Euronext and the New York Stock Exchange on Sunday offered to open talks with Deutsche Börse and Borsa Italiana about the purchase of their share trading businesses in a tacit acknowledgement of the growing hurdles their own merger plan now faces.

The two exchanges, in a press statement on Sunday, said they were making their offer in light of Deutsche Börse’s “unilateral” move to seek clearance from European competition authorities for an alternative merger plan between it and Euronext that could eventually lead to a single eurozone exchange.

Advisers to Euronext said the Paris-based exchange viewed the move as “hostile”. Euronext has long resisted efforts by Deutsche Börse to get it to agree to a merger, citing, among other things, the likelihood that competition authorities in Brussels would object. Deutsche Börse’s move will put that to the test. They are offering the Italian and German exchanges one seat each on a board of 22 members, equally split between US and European representatives. Deutsche Börse on Sunday repeated its previous view that such an offer was unattractive.

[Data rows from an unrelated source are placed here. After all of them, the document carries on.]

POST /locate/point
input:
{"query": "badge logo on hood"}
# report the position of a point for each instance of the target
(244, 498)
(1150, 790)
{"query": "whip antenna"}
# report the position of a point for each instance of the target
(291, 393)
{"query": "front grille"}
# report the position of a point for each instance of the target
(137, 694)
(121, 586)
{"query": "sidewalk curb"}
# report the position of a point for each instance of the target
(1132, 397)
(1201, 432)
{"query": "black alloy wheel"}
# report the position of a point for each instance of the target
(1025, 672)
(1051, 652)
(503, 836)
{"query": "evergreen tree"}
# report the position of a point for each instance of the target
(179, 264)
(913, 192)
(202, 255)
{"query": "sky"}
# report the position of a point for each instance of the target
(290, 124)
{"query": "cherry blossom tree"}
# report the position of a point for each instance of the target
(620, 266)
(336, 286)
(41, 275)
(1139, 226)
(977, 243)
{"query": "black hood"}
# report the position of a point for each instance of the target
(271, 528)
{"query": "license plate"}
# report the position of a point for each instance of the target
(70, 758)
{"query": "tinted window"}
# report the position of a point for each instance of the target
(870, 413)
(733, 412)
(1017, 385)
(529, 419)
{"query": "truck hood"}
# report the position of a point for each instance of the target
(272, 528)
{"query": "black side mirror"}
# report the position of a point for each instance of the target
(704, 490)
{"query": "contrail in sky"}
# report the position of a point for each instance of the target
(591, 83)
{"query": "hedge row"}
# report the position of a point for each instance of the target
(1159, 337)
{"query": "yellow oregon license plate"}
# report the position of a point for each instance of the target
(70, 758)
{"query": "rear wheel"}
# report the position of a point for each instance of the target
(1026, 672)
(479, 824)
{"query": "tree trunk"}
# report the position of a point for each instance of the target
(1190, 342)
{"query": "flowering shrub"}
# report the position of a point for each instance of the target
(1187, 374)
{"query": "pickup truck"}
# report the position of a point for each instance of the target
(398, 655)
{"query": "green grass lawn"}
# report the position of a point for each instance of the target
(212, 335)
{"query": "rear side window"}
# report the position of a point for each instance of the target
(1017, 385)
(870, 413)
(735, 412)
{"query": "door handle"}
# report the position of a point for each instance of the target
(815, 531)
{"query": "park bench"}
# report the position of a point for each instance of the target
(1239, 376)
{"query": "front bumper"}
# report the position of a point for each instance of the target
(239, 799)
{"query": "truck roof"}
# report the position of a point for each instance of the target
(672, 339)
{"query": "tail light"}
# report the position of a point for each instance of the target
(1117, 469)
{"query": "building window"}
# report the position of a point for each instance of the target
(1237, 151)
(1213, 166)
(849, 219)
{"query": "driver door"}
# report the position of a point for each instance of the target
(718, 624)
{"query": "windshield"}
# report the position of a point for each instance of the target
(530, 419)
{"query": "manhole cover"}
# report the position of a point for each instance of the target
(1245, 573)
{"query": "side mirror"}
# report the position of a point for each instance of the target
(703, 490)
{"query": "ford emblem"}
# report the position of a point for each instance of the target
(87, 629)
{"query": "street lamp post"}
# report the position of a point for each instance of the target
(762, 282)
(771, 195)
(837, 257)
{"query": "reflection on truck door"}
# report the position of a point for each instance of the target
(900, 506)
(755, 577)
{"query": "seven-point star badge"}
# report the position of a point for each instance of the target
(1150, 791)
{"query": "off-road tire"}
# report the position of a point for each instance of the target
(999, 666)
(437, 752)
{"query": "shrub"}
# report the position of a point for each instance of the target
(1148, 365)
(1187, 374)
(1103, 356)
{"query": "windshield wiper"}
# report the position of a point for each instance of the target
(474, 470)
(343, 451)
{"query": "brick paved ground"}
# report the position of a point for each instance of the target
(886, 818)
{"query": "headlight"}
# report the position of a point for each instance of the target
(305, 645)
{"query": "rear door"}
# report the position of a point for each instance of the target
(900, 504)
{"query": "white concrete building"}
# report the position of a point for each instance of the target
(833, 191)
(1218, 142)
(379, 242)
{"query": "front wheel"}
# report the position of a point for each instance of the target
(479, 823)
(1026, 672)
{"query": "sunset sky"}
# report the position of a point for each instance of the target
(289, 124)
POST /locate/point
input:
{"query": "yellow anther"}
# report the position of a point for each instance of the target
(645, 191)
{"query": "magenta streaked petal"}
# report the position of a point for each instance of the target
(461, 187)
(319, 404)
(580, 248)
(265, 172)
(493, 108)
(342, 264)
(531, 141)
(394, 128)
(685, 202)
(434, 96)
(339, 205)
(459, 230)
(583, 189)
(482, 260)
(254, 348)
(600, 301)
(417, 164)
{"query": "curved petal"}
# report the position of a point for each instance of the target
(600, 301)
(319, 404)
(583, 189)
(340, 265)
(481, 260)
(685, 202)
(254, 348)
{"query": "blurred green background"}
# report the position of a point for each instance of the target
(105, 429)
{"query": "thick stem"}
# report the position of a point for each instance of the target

Euronext and NYSE on Sunday sought to portray their deal as the best for Europe. “This combination would be advantageous to Europe while leveraging transatlantic synergies,” they said. A Euronext spokesman added that it was still confident its tie-up with NYSE would go ahead.

However, objections to it have arisen from various quarters of European political and financial circles almost daily for over a week. On Friday, Deutsche Börse formally rejected the offer to sell its equities business to a combined NYSE/Euronext and the Italian stock exchange is understood to be equally cool about such a transaction.

On Thursday, Borsa Italiana also implicitly rebuffed the NYSE/Euronext tie-up, with its board authorising its executives instead to work with Deutsche Börse on seeking a three-way merger of continental exchanges. Just one week earlier a report from French industrialist Henri Lachmann, prepared on behalf of lobbying group Paris Europlace, concluded that the tie-up with the NYSE would amount to a takeover of Euronext by the US exchange with no guarantee of any benefits for the French market.